Last Night at the Telegraph Club(32)
“Shirley went to school already,” Flora announced. “She asked me to tell you not to wait for her.”
Humiliation burned through Lily, but she tried to hide it behind cool resignation. “We should get going, then, or we’ll be late,” she said. She was distinctly aware that Shirley had sent Flora to do her dirty work, to show by her very absence that Lily wasn’t in her circle anymore.
She saw Eddie give her a curious look, but she didn’t meet her brother’s eyes as they proceeded up Grant Avenue. It was early enough in the morning that workers were still carrying crates of produce from the sidewalks into the markets. Lily sidestepped boxes of Napa cabbage and ginger, and narrowly missed two men carrying half a pig into a butcher shop. The skin was a waxy pink, the pig’s hoof jutting out at an obscene angle as if it was about to kick her. She hurried past, her stomach clenching as if the hoof had met its mark.
As they joined their other friends on the way out of Chinatown, the surreptitious glances cast in her direction told her they all already knew. If Lily had any doubt that Shirley was giving her the cold shoulder, it was squashed when she noticed that Will wasn’t waiting with Hanson. Will had gone ahead with Shirley, just the two of them.
Lily kept her head down and shoved her sweaty hands into her jacket’s pockets and followed Flora and Hanson and the rest of them, pretending she didn’t care. She let herself fall behind until she was trailing them all. She didn’t see anything but the dirty gray sidewalk a few feet ahead of her and Flora’s legs as she walked, and then she lost sight of Flora entirely and only gazed down at the ground.
At Francisco Street, Eddie turned right toward the junior high, and Lily turned left. As she trudged along the street, she allowed the gap between her and her friends to stretch until they were half a block apart, until she could only hear snatches of their conversation tossed back on the wind. Once or twice Flora glanced over her shoulder at Lily, slowing down as if she would wait for her, but she never slowed down enough, and Lily never made the effort to catch up.
When she and Shirley had been little, they had been very close. They’d liked all the same things: Smarties, which they pretended were medicine prescribed by Lily’s father; Bambi and Black Beauty; and later, Archie Andrews on the radio. Lily had always been the Betty to Shirley’s Veronica. They rarely fought, and when they did, Lily often felt like the petty one who clung to bruised feelings for too long. Shirley never held a grudge (at least, not openly) and was the generous and big-hearted one whom everyone sided with.
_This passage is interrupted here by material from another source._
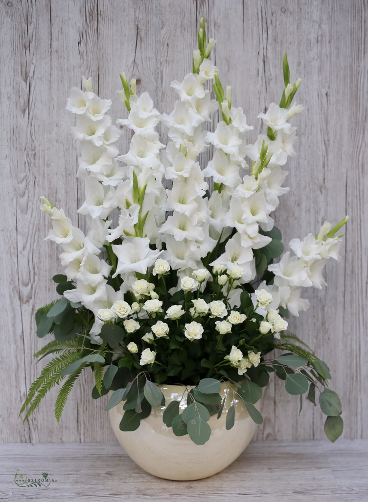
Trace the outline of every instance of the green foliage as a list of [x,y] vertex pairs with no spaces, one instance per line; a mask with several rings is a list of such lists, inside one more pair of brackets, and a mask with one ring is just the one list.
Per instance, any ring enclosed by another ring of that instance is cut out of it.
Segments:
[[59,391],[59,394],[55,402],[55,418],[58,421],[58,423],[59,423],[60,421],[61,415],[66,404],[70,391],[73,389],[74,384],[82,372],[82,369],[83,367],[80,368],[76,371],[74,371],[74,373],[70,375]]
Now Lily realized that Shirley never apologized for anything; she simply assumed that Lily would forgive her—and she did.
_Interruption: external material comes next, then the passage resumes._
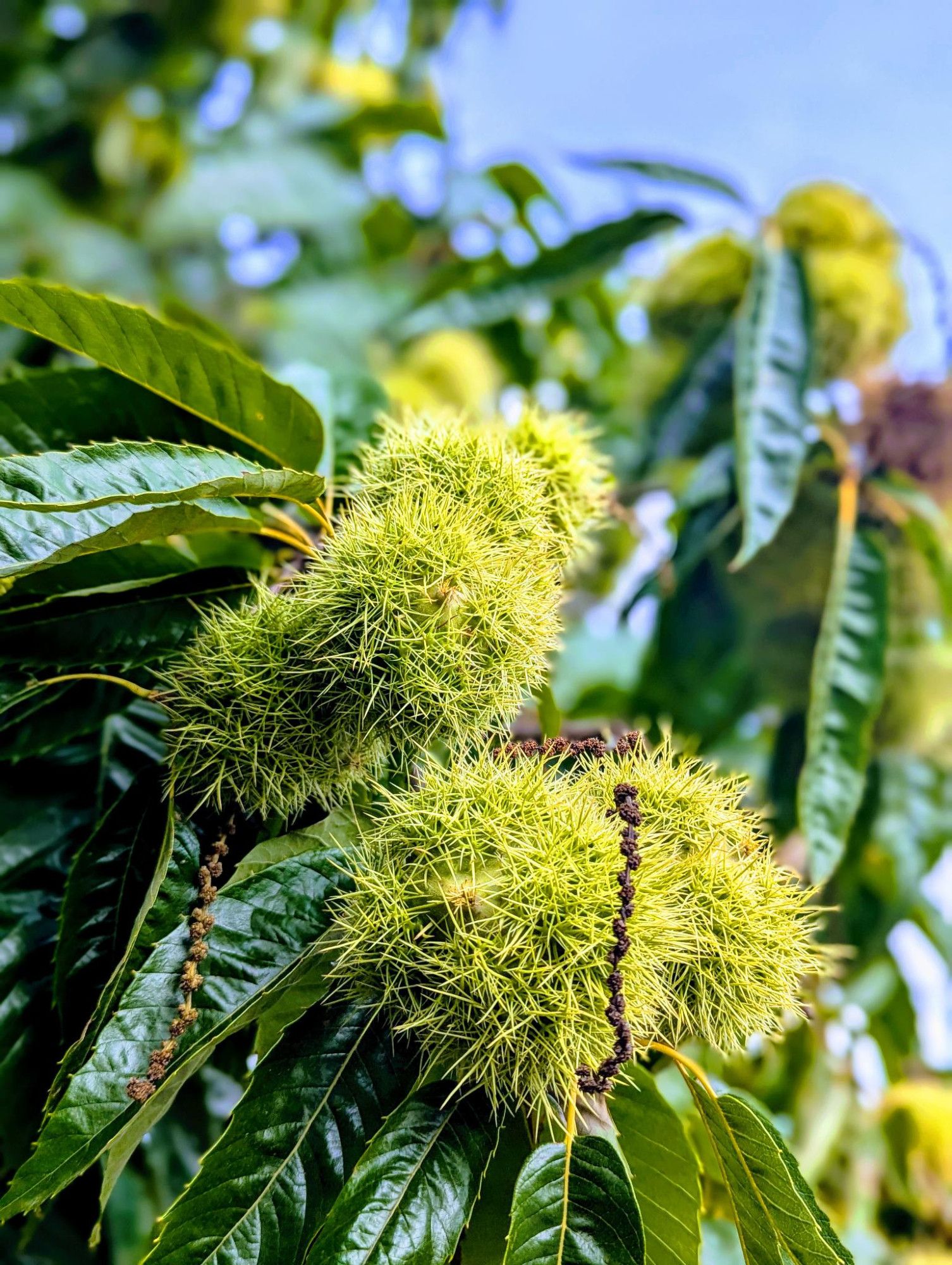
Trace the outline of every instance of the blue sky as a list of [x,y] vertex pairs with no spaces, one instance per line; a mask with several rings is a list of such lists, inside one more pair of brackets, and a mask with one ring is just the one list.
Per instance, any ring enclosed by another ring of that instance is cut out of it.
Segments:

When Lily arrived at Galileo, there were only a few minutes left before the bell. At her locker, she saw Shirley and their friends gathered in a closed circle across the hall. Some of them eyed her as she passed; some of them whispered behind cupped hands. Had Shirley told them why she and Lily had fallen out? Had she started a rumor about Lily and Kath? The thought made her nervous, but it also made her angry.
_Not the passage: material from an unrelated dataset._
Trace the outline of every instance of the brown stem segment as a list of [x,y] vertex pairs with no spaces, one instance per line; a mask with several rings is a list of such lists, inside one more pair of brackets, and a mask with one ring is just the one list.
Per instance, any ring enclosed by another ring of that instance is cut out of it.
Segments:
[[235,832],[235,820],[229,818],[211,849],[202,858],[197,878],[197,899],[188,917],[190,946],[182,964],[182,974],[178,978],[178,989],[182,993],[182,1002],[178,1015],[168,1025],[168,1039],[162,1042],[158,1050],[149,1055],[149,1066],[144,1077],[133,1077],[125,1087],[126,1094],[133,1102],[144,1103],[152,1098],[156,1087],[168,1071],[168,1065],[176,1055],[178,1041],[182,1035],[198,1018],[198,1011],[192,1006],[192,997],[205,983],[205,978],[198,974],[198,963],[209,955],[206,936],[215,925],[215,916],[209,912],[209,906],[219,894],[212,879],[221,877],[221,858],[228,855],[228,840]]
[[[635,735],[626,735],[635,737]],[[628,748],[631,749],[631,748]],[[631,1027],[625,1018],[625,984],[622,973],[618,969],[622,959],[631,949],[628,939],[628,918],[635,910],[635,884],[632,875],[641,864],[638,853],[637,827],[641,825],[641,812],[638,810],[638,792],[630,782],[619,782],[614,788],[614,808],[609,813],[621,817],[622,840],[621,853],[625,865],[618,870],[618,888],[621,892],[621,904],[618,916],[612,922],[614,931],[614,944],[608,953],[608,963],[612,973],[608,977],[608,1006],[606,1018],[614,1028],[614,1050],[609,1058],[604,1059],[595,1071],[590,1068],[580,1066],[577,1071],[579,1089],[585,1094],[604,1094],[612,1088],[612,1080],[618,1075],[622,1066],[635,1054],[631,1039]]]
Lily finished at her locker. Carrying her books in her arms, she turned her back on Shirley’s group and headed to Miss Weiland’s classroom. There was Kath coming down the hallway, carefully not looking at Lily as usual. And Lily suddenly knew what she could do.
“Kath!” she called. “Wait for me!”
Out of the corner of her eye, Lily saw everyone in Shirley’s group turn their heads to watch. She saw Kath stop and look at her in surprise. Kath’s gaze flickered behind her, then back at Lily.
“What’s going on?” Kath asked.
“I thought we’d go to class together.” Lily felt her heart beat a little too fast in her chest as she waited for Kath’s response, and for a terrible moment she wondered whether she had made a mistake. Maybe Kath didn’t want to be seen with her either.
But then Kath cocked her head in Shirley’s direction and asked quietly, “You’re not going with them?”
“No.”
For a moment, Kath’s expression opened. Something like hope, or happiness, passed across her face, and Lily caught her breath.
“All right,” Kath said. “Let’s go.”
They went together, and Lily didn’t look back.
17
The bowling balls were lined up on the rack like a series of planets: marbleized blue and violet, sparkling red and deep green streaked with white. Lily chose the red one for luck, because she suspected she’d be terrible at bowling, and slid her fingers into the deep finger wells.
“That one’s too big for you,” Kath said. “Try this one.” She pointed to the smaller green one. “And don’t use your fingers to lift it—it’s too heavy. Carry it with both hands.”
Lily was surprised by the ball’s weight. “How am I supposed to throw this?”
Laughter drifted from the mixed couples group a few lanes down. Lily glanced over to see one of the men placing his hands on his girlfriend’s hips, coaxing her into position while she tossed a flirtatious smile at him.
“You don’t throw it,” Kath said. “Come over here.”
Lily carried her green bowling ball over to where Kath was standing, several feet away from the start of their lane. She could still see the flirting couple out of the corner of her eye; the way the woman leaned into the man’s hands.